2022-04-12T08:28:04.507624329Z 2022/04/12 08:28:04 {"identifier":{"type":"dns","value":"ncweb"},"status":"valid","challenges":[{"type":"dns-01","status":"pending","token":"zegOBYXjMY48ilWYT9EM9kuSKqGK9BNq","url":"https://proxy/acme/local/challenge/UyFrjLuKuAoGqN33ceUb9UlalBYmKH5z/CKmJj2P8zJs9RzMLkX88MOj7aAUITX3i"},{"type":"http-01","status":"pending","token":"zegOBYXjMY48ilWYT9EM9kuSKqGK9BNq","url":"https://proxy/acme/local/challenge/UyFrjLuKuAoGqN33ceUb9UlalBYmKH5z/mxboo6kGWQbBkBbdmRphYaNtOHba5DwD"},{"type":"tls-alpn-01","status":"valid","token":"zegOBYXjMY48ilWYT9EM9kuSKqGK9BNq","validated":"2022-04-12T08:28:04Z","url":"https://proxy/acme/local/challenge/UyFrjLuKuAoGqN33ceUb9UlalBYmKH5z/Ho0KMzMtyIMHcQSMbLOsMt1GYR77n4bI"}],"wildcard":false,"expires":"2022-04-13T08:28:04Z"}
2022-04-12T08:28:04.533885727Z {"level":"debug","ts":1649752084.5334518,"logger":"pki.ca.local","msg":"using intermediate signer","serial":"66872705317182381873319979057422166194","not_before":"2022-04-12 07:07:54 +0000 UTC","not_after":"2022-04-19 07:07:54 +0000 UTC"}
2022-04-12T08:28:04.552909529Z 2022/04/12 08:28:04 {"id":"iyh5mQuRMxoQHREHnh80P8BcrOD5iO3l","status":"valid","expires":"2022-04-13T08:28:04Z","identifiers":[{"type":"dns","value":"ncweb"}],"notBefore":"2022-04-12T08:27:04Z","notAfter":"2022-04-12T20:28:04Z","authorizations":["https://proxy/acme/local/authz/UyFrjLuKuAoGqN33ceUb9UlalBYmKH5z"],"finalize":"https://proxy/acme/local/order/iyh5mQuRMxoQHREHnh80P8BcrOD5iO3l/finalize","certificate":"https://proxy/acme/local/certificate/Lqdb4L0XwhXPKTnNKDYavo313p8ZO2T4"}

So seems like the fix really did it!!!

[francislavoie]

🎉 🎉 🎉 🎉 🎉 🎉 🎉 🎉 🎉 🎉 🎉 🎉 🎉 🎉 🎉 🎉 🎉 🎉 🎉 🎉 🎉 🎉 🎉 🎉 🎉 🎉 🎉 🎉 🎉 🎉 🎉 🎉

Thanks so much for your patience with this @ronau!

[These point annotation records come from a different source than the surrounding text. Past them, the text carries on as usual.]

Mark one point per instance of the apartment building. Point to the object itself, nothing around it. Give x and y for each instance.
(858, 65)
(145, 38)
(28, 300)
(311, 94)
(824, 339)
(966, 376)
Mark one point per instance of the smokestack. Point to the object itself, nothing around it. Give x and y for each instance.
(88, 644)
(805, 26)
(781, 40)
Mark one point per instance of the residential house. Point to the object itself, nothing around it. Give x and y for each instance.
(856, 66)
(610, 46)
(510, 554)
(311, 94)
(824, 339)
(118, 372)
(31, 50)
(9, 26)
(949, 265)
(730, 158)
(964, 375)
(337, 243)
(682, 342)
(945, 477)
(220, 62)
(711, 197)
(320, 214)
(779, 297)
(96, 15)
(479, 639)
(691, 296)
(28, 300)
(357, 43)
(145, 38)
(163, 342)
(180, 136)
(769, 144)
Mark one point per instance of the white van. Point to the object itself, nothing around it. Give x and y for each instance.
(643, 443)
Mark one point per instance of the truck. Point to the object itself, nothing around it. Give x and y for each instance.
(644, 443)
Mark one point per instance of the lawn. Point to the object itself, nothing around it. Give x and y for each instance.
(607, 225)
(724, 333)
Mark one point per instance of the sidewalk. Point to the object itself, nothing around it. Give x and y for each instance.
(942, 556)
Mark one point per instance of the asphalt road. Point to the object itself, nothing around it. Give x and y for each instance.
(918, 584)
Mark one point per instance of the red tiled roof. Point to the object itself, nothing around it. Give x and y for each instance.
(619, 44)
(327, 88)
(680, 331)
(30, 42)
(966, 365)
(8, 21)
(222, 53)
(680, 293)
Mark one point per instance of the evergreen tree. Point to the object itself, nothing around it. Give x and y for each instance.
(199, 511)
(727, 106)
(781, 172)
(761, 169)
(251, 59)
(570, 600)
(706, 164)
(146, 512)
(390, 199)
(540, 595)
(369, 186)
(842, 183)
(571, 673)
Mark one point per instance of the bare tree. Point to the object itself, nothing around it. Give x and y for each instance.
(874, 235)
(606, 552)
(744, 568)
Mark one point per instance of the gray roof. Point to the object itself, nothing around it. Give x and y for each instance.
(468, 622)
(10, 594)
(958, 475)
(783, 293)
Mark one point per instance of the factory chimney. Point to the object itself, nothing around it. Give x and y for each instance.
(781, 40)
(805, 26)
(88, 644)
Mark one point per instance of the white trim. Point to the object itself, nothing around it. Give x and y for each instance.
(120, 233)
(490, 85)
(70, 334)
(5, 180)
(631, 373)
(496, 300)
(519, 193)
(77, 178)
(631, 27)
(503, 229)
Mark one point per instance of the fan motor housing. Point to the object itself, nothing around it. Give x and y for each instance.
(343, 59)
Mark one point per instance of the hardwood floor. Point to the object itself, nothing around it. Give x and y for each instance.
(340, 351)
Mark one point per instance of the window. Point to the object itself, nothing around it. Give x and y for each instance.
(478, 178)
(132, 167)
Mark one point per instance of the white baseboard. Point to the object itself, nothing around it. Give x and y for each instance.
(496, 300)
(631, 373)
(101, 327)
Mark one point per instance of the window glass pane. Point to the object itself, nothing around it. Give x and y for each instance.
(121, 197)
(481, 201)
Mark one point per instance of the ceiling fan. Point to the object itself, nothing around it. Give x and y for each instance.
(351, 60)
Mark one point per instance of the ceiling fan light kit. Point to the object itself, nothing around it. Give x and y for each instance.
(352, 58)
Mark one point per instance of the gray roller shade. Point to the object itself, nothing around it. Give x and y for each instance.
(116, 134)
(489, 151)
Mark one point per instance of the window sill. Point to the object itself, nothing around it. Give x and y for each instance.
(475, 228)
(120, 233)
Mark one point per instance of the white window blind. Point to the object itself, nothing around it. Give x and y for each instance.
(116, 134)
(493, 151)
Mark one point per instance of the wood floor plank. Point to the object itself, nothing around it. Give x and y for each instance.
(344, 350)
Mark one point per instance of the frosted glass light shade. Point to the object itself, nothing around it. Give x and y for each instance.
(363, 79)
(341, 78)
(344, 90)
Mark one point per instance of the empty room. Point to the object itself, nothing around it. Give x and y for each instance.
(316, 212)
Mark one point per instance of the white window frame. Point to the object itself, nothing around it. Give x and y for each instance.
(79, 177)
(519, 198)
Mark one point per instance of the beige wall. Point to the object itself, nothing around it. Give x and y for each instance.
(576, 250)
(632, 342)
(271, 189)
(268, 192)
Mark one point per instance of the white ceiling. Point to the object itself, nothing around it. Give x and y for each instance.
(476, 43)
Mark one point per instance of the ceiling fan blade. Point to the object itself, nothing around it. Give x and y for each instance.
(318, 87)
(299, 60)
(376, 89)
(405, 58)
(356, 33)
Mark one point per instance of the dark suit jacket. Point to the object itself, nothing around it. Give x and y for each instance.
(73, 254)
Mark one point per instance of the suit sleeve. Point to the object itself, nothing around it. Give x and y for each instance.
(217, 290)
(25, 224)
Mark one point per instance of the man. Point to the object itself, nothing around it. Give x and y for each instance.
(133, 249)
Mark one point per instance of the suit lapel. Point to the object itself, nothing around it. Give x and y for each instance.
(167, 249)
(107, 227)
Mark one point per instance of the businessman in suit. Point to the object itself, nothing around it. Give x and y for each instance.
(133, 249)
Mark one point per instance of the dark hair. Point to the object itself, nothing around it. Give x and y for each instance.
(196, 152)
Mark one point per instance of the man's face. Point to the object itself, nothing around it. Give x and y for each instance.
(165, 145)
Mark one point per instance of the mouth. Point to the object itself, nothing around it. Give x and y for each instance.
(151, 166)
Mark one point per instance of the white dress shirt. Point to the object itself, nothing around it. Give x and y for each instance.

We'll get this merged in for v2.5.0 (but first I might remove some of the debug logs, maybe I'll keep them, idk, WDYT @mholt)

[mholt]

LGTM. Thank you very much for your testing, @ronau , and for the patch, @francislavoie -- nice job figuring out the pointer receiver. And thanks to the Smallstep team for their support.

Francis, we can merge this but I do want to add a comment explaining the nuance of using a pointer receiver here if that's alright.